You can always tell when a major event is about to happen in your home waters - people you don't know start showing up to go sailing on your pond! Such is the case for the two Worlds events in San Francisco this Summer, with just 3 weeks to go to the 4.7 Worlds and 4 weeks to go to the Master Worlds. This July 4th weekend saw up to 15 boats on the water at any one time, with almost a continuous stream of boats in and out of the harbor all day long.
This weekend saw the "good San Francisco" with little to no fog, relatively gentle breeze in the early part of the day building to upper teens by windsurfing hour (formerly cocktail hour, but around 4:00 pm). I managed to get out on the water 4 of the last 5 days and had some great practice sessions with some really really good sailors, like Russ Silvestri and, importantly, Scott Ferguson. Scott recently moved to the Bay Area just for THE regatta (ok, not THE regatta to me, but THE regatta to the rest of the world - ie the America's Cup). As Ed Adams told me in San Diego last month - Scott is pretty darn fast and when you couple that with his uncanny ability to never miss a wind shift its a pretty deadly combination. At least I know where the very tippy top of the curve is.
For my part it is the same old story... hang tough on the upwind, not quite up to speed on the downwind. I would not be too worried if the Master Worlds were on a flood... but, sadly, we're mostly on an ebb tide and at least the first half of the regatta will be a downwind speed guru's dream. If the wind will only stay steady above 20 knots then I think I'm in there, but San Francisco is not always quite as windy as the reputation and its the "light" spots that crush me.

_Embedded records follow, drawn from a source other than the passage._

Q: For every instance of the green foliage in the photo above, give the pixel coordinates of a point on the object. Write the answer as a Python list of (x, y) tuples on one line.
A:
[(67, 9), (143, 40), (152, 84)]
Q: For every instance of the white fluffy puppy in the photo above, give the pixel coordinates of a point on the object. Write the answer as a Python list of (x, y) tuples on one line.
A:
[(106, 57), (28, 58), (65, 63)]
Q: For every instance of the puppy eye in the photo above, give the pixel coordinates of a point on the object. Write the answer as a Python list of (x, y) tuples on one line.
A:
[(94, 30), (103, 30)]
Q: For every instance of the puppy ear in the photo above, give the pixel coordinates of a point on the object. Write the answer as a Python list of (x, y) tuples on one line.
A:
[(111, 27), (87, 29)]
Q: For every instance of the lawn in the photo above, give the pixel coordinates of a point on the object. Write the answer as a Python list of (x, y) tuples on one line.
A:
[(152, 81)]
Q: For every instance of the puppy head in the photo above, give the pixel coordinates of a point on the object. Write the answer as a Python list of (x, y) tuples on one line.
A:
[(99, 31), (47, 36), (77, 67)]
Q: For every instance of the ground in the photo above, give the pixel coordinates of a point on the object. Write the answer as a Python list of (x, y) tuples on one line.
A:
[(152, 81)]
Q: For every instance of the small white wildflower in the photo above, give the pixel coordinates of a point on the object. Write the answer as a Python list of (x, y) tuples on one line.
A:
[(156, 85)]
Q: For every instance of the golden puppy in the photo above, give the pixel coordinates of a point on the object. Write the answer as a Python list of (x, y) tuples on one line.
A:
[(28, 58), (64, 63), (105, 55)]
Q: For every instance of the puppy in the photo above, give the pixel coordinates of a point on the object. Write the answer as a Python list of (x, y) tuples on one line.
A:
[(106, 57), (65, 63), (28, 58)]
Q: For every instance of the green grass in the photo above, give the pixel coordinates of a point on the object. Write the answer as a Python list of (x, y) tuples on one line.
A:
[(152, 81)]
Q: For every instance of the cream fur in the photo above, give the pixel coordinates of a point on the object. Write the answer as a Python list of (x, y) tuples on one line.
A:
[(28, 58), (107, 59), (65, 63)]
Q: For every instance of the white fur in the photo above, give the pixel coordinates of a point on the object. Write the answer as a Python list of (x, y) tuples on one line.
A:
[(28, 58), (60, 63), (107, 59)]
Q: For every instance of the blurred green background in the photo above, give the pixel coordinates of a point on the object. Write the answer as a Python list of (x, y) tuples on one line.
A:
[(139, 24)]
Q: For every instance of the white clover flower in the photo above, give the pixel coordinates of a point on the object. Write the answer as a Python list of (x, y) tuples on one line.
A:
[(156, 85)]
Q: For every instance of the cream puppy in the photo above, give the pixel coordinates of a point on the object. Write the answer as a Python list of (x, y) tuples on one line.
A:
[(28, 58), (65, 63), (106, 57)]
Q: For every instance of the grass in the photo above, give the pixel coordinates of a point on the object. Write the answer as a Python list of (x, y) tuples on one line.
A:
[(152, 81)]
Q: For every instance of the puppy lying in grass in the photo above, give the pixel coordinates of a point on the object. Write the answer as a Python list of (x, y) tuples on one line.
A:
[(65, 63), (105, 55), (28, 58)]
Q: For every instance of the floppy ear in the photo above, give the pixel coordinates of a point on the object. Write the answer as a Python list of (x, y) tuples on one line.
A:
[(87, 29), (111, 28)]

Ok, the other big one is that the top sailors in the "Standard Masters" - and the list is long here with, besides Scott, (in order of country) Bretty Beyer, Al Clark, Andy Roy, Ari Barshi, Arnoud Hummel, Charlie Buckingham (the older one), Russ Silvestri (yeah, the Olympic guy), Villie Roberts and Vann Wilson - are all rocket ships on the run. And those are just the sailors I KNOW, there must be an equal number I don't know! At the end I still believe Brett Beyer is the gold standard here, he's won something like 8 of 10 tries in the Apprentice division. Anyway, I'm thinking this regatta is going to be won by the fastest downwind speedster.
So... how to get faster downwind in only 4 weeks? Number one on the list is to go from 210 lbs (Etchells weight!) to something like 195. Ok, well, this could be a problem... Number two on the list, sail on ebb tide as much as possible. Hmmmm.... next week is ebb phase but I have to spend 4 days in Santa Cruz for work - from around 8:00 am to 7:00 pm.
Ok, the trick in the next four weeks is to figure out how to get as much quality downwind time on the water as possible.